STT Benchmark

A TypeScript + Python web UI for benchmarking open-source speech-to-text models on CPU.

Model	Variants	Notes
faster-whisper	tiny · base · small · medium	CTranslate2-optimised Whisper
whisper.cpp	base.en (configurable)	Pure C++ inference
Vosk	small-en (configurable)	Kaldi-based, fully offline
WhisperX	base (configurable)	Whisper + forced alignment

Prerequisites

Tool	Minimum version	Check
Node.js	18 LTS	`node -v`
Python	3.10	`python3 --version`
ffmpeg	any recent	`ffmpeg -version`
cmake	any recent	`cmake --version`
whisper.cpp binary	—	see §4

Install system dependencies

Ubuntu / Debian

sudo apt update && sudo apt install -y ffmpeg python3-pip python3-venv cmake

macOS (Homebrew)

brew install ffmpeg node python cmake

Windows

Install Node 18 LTS from https://nodejs.org
Install Python 3.10+ from https://python.org
Install ffmpeg: winget install ffmpeg or download from https://ffmpeg.org/download.html

1. Clone & install Node dependencies

git clone <repo-url> stt-benchmark
cd stt-benchmark
npm install

2. Install Python dependencies

It is strongly recommended to use a virtual environment.

python3 -m venv .venv
source .venv/bin/activate          # Windows: .venv\Scripts\activate

# CPU-only PyTorch (saves ~2 GB vs the CUDA wheel)
pip install torch torchaudio --index-url https://download.pytorch.org/whl/cpu

# All other deps
pip install -r requirements.txt

Note: whisperx has a transitive dependency on ctranslate2. If the pip install fails, try upgrading pip first: pip install --upgrade pip.

3. Install Vosk model

mkdir -p models
cd models

# Small English model (~40 MB) — fastest
wget https://alphacephei.com/vosk/models/vosk-model-small-en-us-0.15.zip
unzip vosk-model-small-en-us-0.15.zip

# Full English model (~1.8 GB) — more accurate
# wget https://alphacephei.com/vosk/models/vosk-model-en-us-0.22.zip
# unzip vosk-model-en-us-0.22.zip

By default the server looks for:

models/vosk-model-small-en-us-0.15/

Override with an environment variable:

export VOSK_MODEL_PATH=/absolute/path/to/vosk-model

4. Install whisper.cpp

Option A — build from source (recommended)

git clone https://github.com/ggerganov/whisper.cpp
cd whisper.cpp
cmake -B build && cmake --build build --config Release -j$(nproc)

# Download a GGML model
bash models/download-ggml-model.sh base.en

# Copy binary and model into the project
cp build/bin/whisper-cli ../stt-benchmark/whisper-cli
cp models/ggml-base.en.bin ../stt-benchmark/models/
cd ..

Option B — pre-built binary (Linux x86_64)

wget https://github.com/ggerganov/whisper.cpp/releases/latest/download/whisper.cpp-linux-x64.tar.gz
tar -xzf whisper.cpp-linux-x64.tar.gz

Environment variables:

export WHISPER_CPP_BIN=/path/to/whisper-cli      # default: "whisper-cli" in project root
export WHISPER_CPP_MODEL=/path/to/ggml-base.en.bin   # default: models/ggml-base.en.bin

The binary produced by recent whisper.cpp builds is named whisper-cli, not main.

5. Configure credentials

Copy the example env file and set your credentials:

cp .env.example .env

Edit .env:

AUTH_USER=your_username
AUTH_PASS=your_password
PORT=3001

The server requires HTTP Basic Auth on all API routes.
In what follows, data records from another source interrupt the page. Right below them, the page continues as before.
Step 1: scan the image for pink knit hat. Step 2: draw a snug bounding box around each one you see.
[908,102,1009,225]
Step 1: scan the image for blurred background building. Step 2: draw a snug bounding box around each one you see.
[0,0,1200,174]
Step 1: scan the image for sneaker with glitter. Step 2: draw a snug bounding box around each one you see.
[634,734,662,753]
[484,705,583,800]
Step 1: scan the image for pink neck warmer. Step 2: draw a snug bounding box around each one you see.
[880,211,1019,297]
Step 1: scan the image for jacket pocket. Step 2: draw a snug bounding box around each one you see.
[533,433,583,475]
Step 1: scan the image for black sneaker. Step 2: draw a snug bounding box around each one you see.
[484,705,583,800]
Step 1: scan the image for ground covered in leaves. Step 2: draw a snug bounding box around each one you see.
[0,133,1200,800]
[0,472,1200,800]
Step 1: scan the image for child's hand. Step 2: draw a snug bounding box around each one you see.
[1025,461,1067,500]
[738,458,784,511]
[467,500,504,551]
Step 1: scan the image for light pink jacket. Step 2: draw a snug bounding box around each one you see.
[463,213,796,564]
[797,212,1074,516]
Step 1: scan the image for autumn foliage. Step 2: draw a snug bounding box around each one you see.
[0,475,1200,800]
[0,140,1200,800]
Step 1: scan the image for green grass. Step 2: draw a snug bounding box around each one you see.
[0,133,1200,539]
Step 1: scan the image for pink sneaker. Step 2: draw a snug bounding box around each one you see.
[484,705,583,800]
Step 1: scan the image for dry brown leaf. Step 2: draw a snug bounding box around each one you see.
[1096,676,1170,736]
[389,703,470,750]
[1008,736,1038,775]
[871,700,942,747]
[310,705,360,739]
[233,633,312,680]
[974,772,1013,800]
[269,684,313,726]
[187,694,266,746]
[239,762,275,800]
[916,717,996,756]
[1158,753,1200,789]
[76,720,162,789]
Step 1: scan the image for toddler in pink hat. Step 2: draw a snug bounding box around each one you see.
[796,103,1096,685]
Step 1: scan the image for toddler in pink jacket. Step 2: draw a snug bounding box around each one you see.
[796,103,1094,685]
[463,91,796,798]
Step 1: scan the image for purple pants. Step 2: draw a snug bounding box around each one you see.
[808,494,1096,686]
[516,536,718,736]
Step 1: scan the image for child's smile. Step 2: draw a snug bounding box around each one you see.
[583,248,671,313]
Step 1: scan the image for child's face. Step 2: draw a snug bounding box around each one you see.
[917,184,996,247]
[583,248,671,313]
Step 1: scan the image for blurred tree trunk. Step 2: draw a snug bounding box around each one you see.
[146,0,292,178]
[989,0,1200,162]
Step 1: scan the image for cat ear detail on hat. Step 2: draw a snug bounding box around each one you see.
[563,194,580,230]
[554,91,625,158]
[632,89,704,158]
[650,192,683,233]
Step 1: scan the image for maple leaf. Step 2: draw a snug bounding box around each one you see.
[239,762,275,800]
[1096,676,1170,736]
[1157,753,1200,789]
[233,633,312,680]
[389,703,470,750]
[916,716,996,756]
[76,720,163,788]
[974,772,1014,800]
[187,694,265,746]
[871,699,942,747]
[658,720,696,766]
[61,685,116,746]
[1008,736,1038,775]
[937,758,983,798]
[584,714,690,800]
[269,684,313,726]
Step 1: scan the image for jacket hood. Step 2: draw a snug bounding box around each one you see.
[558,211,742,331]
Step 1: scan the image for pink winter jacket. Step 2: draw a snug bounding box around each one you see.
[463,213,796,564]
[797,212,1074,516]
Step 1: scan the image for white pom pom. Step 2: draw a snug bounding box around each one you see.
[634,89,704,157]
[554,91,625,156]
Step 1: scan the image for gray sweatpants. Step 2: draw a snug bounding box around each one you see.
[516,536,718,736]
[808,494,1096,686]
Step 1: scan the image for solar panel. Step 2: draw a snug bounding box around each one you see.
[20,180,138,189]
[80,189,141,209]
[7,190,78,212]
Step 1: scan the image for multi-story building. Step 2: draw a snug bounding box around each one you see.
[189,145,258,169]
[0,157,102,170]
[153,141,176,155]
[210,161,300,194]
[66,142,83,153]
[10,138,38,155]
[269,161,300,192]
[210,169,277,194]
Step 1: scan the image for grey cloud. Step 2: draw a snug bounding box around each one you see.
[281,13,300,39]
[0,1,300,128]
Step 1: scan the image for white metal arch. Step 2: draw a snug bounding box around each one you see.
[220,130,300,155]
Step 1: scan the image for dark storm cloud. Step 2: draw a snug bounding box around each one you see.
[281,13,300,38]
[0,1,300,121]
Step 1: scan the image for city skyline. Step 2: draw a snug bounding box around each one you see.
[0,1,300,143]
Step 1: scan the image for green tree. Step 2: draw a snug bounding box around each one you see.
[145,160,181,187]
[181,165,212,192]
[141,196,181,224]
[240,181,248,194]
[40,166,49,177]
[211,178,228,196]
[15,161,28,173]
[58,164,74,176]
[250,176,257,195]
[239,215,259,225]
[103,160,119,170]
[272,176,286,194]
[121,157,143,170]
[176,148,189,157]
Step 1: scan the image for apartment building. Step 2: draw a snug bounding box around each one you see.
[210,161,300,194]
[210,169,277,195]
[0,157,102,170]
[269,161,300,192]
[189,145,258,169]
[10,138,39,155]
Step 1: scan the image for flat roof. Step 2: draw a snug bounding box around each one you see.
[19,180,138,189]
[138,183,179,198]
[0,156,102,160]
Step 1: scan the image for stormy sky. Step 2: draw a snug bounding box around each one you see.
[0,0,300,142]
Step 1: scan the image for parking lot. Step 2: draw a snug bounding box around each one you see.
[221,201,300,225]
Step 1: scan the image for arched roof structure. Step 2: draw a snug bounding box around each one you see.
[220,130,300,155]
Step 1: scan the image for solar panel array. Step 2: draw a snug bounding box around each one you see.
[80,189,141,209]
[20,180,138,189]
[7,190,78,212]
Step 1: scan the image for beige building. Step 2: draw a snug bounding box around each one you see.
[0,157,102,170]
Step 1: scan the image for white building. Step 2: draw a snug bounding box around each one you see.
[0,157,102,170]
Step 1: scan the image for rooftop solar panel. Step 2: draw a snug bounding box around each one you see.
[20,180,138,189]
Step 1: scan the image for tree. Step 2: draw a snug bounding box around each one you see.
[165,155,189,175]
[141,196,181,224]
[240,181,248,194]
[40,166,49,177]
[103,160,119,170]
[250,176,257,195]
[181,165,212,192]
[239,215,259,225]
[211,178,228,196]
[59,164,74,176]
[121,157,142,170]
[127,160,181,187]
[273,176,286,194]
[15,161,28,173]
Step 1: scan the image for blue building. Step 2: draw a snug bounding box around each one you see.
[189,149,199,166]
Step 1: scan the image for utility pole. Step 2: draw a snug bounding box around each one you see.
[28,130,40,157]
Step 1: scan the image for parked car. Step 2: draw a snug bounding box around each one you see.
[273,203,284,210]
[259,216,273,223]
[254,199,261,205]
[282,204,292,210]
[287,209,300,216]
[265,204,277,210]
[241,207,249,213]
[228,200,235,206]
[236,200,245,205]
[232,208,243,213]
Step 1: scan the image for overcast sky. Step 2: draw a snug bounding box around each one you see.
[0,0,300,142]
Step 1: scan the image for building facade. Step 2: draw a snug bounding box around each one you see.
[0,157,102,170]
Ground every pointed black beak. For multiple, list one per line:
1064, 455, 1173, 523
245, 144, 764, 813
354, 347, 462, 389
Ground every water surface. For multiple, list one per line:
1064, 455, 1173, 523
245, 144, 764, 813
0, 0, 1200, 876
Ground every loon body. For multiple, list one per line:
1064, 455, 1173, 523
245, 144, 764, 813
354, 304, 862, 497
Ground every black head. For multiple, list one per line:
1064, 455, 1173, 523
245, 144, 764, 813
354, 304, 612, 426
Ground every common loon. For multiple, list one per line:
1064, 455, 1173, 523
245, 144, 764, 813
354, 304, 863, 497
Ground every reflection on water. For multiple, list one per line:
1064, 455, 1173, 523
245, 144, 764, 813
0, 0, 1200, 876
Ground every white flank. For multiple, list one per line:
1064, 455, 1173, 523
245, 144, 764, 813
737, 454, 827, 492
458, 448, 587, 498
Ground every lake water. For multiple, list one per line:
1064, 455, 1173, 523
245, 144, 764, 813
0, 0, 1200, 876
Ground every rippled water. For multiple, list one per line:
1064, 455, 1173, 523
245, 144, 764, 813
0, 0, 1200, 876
The frontend login screen reads the same credentials. .env is gitignored and never committed.

6. Build the TypeScript frontend

# Compile app.ts → frontend/dist/app.js, then copy next to index.html
npm run build:frontend
cp frontend/dist/app.js frontend/app.js

7. Start and stop the server

Use the provided scripts (they handle venv activation, port cleanup, and health checking):

# Start (waits up to 20 s for the server to be ready)
./start.sh

# Stop
./stop.sh

Or run manually:

source .venv/bin/activate
npm run dev

The server starts on http://localhost:3001 (or the PORT set in .env).

When accessed over a network (e.g. a VM's public IP), use the machine's IP directly — e.g. http://34.x.x.x:3001. All API calls use relative URLs so they follow the page origin.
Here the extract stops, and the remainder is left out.